Why are fintech companies and crowdfunding such good bedfellows? After the economic crisis of 2008, a chasm opened up in financial markets, created by a profound lack of trust. We have heard the outcome of this narrative before: banks had to change their ways, new entrants came along. But 10 years later, it is the novel relationship between these new players and consumers that, I believe, gives us a glimpse of a future where any business-to-consumer company sees sharing ownership with its customers as inherent to long-term success. This is the cooperative movement of the twenty-first century, and it is driven by technology.
The world’s leading fintechs are using crowdfunding to cement and enhance their relationship with their customers. Making consumers owners and giving them a say has become integral to how these companies run. Looking just at the UK alone, Crowdcube, the crowdfunding platform I co-founded, saw fundraising volumes for fintechs jump from £10.2m in 2017 to £52.8m in 2018. Savings app Chip raised £3.8m, pocket-money card gohenry raised £6m, but the data is skewed by a phenomenal example of building a business around the consumer.
In December of last year, digital bank Monzo raised £20m from retail investors. This is not something it needed, from a cash perspective, to do. In October, the bank had closed an £85m round led by VC firm Accel. And raising £20m is no mean feat: it means, for example, writing a prospectus, which is a lengthy and expensive process. Moreover, Monzo’s crowdfunding raise capped all investments at £2,000.
This is a business that, like fellow fintechs such as Nutmeg and Freetrade, wants as many as possible to profit from its success. By giving people skin in the game, it secures a base of customers, and champions. From a commercial perspective, this significantly enhances each customer’s lifetime value. As shareholders are asked about new products and improvements, and treated like a member of the “Monzo Community”, they are less likely to move providers, more likely to refer friends and family, and more likely to buy more products and services.
And now, fintechs have evolved the way they run crowdfunding campaigns, with many building their own platforms to manage ownership. This gives us a fascinating glimpse of the future. Here are businesses offering equity – not simply because they need the money, and not so they become publicly listed companies, but to build enduring affinity with their customers. Of course, there used to be greater elements of this in financial services. The cooperative movement in financial services waned in the 1970s and 1980s, when big-bang banking enabled institutions to grow faster and harder. Offering more products quickly was easier under a joint stock structure, not with hundreds of members.
But technology is changing what is possible. And I for one do not believe this shift to consumer empowerment stops with finance. In fact, I think finance is simply the vanguard. There are already non-tech sectors that have leapfrogged traditional ownership structures. Food and beverage, traditionally been underserved by finance, was an early adopter of crowdfunding, with companies capitalising on loyal customer bases to grow. Brewdog is a five-time crowdfunded brewery. It has almost 96,000 investors who, in its words, kick-started the craft beer revolution and, presumably, drink its beer. And cleantech is the fastest to fund sector on Crowdcube, as consumers vote with their feet on energy provision and customer service.
Every sector traditionally associated with consumer exploitation is becoming a hotbed for innovative companies building products premised on purpose. Clever startups like Brolly and Cuvva are reinventing insurance. SeedLegals and Farewill are demystifying the legal system. LendInvest and Habito are throwing open access to property. How long before ownership models, which can so acutely tie a customer to a service, change, too?
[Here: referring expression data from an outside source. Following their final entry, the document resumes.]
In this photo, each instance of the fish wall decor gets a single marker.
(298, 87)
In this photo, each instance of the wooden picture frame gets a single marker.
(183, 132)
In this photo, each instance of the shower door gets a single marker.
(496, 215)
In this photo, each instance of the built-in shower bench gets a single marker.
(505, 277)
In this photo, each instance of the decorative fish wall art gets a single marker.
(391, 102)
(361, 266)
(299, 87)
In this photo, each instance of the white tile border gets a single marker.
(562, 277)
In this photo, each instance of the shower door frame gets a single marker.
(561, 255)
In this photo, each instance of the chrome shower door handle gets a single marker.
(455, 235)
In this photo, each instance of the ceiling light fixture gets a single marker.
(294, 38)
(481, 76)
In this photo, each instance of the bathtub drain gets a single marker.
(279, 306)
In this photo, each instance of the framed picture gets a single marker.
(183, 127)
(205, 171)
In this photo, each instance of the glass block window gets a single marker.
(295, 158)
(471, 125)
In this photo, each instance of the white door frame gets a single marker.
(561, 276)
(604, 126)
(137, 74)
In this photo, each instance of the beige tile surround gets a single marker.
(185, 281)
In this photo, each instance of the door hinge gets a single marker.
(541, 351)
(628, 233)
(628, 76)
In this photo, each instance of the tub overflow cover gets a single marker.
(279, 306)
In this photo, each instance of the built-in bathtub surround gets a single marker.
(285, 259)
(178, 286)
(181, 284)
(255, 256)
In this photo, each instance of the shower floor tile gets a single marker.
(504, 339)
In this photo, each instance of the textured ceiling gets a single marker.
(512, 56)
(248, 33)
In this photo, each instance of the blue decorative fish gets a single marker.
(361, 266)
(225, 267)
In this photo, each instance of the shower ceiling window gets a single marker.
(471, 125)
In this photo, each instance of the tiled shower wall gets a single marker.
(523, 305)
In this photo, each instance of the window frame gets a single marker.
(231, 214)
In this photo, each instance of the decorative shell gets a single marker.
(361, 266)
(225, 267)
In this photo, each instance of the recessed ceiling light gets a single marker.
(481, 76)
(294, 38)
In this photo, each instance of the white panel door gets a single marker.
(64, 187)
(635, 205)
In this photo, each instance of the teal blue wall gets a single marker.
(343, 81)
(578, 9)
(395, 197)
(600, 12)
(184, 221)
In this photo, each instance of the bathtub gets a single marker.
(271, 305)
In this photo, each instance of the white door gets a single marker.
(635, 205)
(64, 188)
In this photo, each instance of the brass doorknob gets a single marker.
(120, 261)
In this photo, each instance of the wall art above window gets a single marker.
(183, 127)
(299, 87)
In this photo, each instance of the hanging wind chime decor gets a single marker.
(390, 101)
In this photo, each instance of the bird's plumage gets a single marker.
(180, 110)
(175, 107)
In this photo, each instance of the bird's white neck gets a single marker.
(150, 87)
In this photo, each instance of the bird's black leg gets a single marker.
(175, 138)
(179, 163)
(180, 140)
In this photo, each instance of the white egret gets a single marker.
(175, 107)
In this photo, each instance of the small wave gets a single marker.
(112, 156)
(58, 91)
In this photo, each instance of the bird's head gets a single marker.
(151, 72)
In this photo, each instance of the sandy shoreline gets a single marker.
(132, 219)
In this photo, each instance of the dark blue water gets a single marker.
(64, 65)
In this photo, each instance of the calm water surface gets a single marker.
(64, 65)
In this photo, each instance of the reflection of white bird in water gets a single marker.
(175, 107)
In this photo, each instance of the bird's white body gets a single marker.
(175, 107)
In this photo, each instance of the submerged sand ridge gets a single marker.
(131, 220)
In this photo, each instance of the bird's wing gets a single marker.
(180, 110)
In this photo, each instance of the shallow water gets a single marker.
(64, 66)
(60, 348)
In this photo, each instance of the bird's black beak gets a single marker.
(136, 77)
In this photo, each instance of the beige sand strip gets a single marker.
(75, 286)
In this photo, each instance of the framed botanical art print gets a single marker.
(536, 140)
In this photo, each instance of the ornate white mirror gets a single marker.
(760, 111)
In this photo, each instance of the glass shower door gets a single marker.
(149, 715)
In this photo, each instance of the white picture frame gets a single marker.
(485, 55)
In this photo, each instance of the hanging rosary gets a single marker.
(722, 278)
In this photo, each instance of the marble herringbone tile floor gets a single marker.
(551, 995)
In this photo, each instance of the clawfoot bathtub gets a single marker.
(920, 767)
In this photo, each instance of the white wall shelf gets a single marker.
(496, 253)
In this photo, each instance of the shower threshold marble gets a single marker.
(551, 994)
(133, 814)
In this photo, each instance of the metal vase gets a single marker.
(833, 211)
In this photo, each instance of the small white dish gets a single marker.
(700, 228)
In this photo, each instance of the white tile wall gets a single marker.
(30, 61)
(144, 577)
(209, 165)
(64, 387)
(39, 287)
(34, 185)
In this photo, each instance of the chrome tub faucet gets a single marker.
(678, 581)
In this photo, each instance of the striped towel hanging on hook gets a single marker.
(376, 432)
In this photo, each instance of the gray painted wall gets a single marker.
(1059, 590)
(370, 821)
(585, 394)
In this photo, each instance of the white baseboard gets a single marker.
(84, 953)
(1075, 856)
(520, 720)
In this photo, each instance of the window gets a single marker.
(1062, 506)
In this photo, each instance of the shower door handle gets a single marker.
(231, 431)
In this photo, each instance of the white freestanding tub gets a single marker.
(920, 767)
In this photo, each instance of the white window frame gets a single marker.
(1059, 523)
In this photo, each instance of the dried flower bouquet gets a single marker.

Meanwhile, It is not just the existence of the right technology that is enabling this world: it is our appetite for using it, too. Even five years ago, it would have been difficult to predict the extent to which consumers are comfortable with using numerous apps to access different services that solve their problems. It is not a one-stop shop that is desired; it is a menu of products and services that are easier than ever before to use, and priced as sensitively as possible. They are also, increasingly, ones you own.
Envisioning a future close at hand where a local high street will be populated predominantly by businesses that have hundreds, or thousands, of owners, customers and advocates is not difficult. The twenty-first century will see a redefining of ownership as the customer is put front-and-centre in terms of business strategy, product and funding. Welcome to the Age of the Consumer.